BY TAFADZWA MHLANGA
RENOWNED economist and financial analyst Gift Mugano said the introduction of the local currency was a wrong move considering the unstable economy the country has been struggling with.
“The new currency was not supposed to come out because the economy was too bad to contain the new currency. There was no single digit inflation, there was a budget deficit, the country was still very dollarized and more so the money supply was very high,” Mugano said at a meeting to discuss the state of the economy report held in Harare on Friday.
“The rains were predicted to be low this year and it seems that’s exactly what we are experiencing right now, there is an excessive erosion of wages which comes with the incapacitation of workers, companies are facing erosion of capital and they are shrinking, electricity is another issue, budget deficit and never a budget surplus and this is amplified by IMF when they released their report on Zimbabwean and they were very clear that Zimbabwe has a pervasive budget.”
Mugano suggested that government should dollarize the economy or consider a dual currency with both the local currency sand the US dollar as the main currencies.
“The ministry of finance has failed to stabilise the exchange rate. There are four different exchange rates that is, the interbank one, black market and the Old Mutual Implied Rate, the speculative rate and the government is supposed to make a decision to either to adopt dollarisation or to consider a dual currency where both the local currency and the US dollar are the main currencies.”
However the governor of the central bank argued that the economy could not fully dollarise as there is not enough foreign currency to support the economy.
“Of cause the economy is still dollarised, but we cannot fully dollarise because we actually do not have the enough foreign currency to support the economy. There is no country that can survive without its own currency. We should all support our currency. This is our currency and we should have faith in it for the betterment of our economy.”
The local currency has been has been on a freefall since its introduction and it has since pushed both the formal and the informal businesses to dollarise.
Fast food outlets, fuel stations, pharmacies, local tenants are now charging for their services in foreign currency or a higher price in local currency.
Mugano maintained that government should come up with policies that would not contradict with their motives in as far as foreign currency is concerned.
“There is policy inconsistence by government where they criminalise the use of foreign currency, but legalised the payment of passports in US dollars. Where do you think they are getting the foreign currency?

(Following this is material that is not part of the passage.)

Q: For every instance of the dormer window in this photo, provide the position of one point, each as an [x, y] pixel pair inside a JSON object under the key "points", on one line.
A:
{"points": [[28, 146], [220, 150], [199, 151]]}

The foreign currency is there in the black market and something is ought to be done about that. If we do not want to use the foreign currency as a main currency then why are we taxing in foreign currency,” he said.
Mugano added that the country is struggling with foreign currency shortages because there is no production in the manufacturing sector.
“The country is importing many things from maise, electricity, soya beans and wheat which can be grown and generated within the boundaries of our boarders. After we import, there are economic distortions where there are maize and mealie meal, fuel price distortions anchored by corruption. The government should create a business environment that will allow to production to materialise.”